#355 Erklär mir Medizin-Anthropologie, Doris Burtscher

In Krisengebieten reicht es nicht, einfach mit weißen Kitteln und Medikamenten anzukommen. Doris Burtscher, Medizinanthropologin bei Ärzte ohne Grenzen, erklärt Andreas: Erfolgreiche medizinische Hilfe beginnt mit Verstehen, nicht mit Behandeln.

🙆 Doris Burtscher ist Kultur- und Sozialanthropologin. Seit Oktober 2011 erstellt sie für Ärzte ohne Grenzen Studien zur kulturellen Wahrnehmung von Gesundheit und Krankheit sowie den Umgang damit.

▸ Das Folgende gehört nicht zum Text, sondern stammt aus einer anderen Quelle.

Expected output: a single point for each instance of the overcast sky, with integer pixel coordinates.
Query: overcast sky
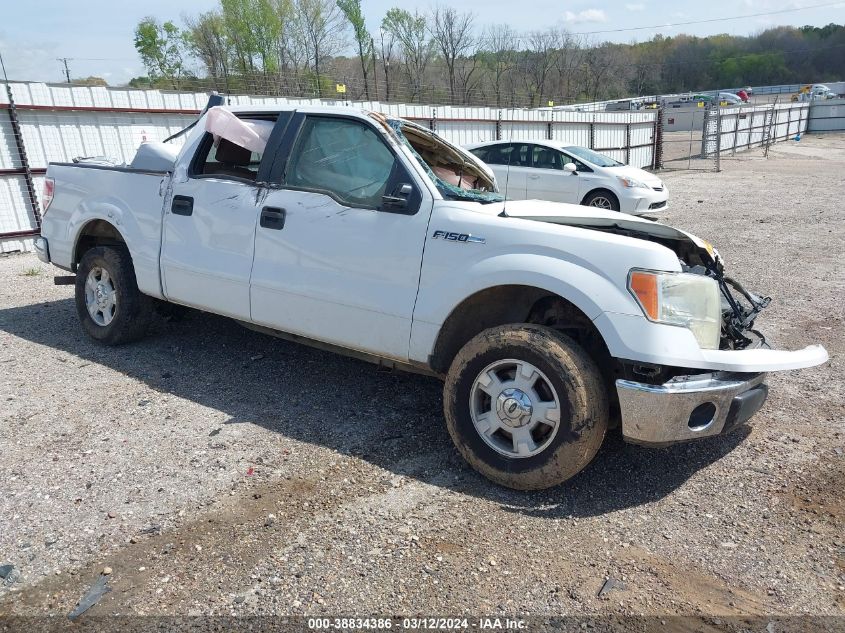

Diese Bücher empfiehlt Doris:

1. Une médecine inhospitalière (Deutsch: „Eine nicht-willkommensfreundliche Medizin“), Jean-Pierre Olivier de Sardan, Yannick Jaffré. Analyse, wie Patienten in westafrikanischen Gesundheitseinrichtungen empfangen werden. Zeigt die Bedeutung des „Willkommen-Seins“ in der Medizin.

2. Der scharlachrote Gesang, Mariama Bâ. Roman über die Ehe zwischen einem senegalesischen Lehrer und seiner französischen Frau. Bietet tiefe Einblicke in gesellschaftliche Strukturen und Familienbeziehungen in Westafrika sowie die Herausforderungen interkultureller Beziehungen.

3. Into the Quick of Life: The Rwandan Genocide – The Survivors Speak, Jean Hatzfeld. Überlebende des Völkermords sprechen über ihre Erfahrungen. Wichtig zum Verständnis der historischen Wurzeln aktueller ostafrikanischer Konflikte.

Doris‘ Shoutout für Medien

1. Radio Ö1. Qualitätsjournalismus und morgendliche Information (Morgenjournal um 7 Uhr)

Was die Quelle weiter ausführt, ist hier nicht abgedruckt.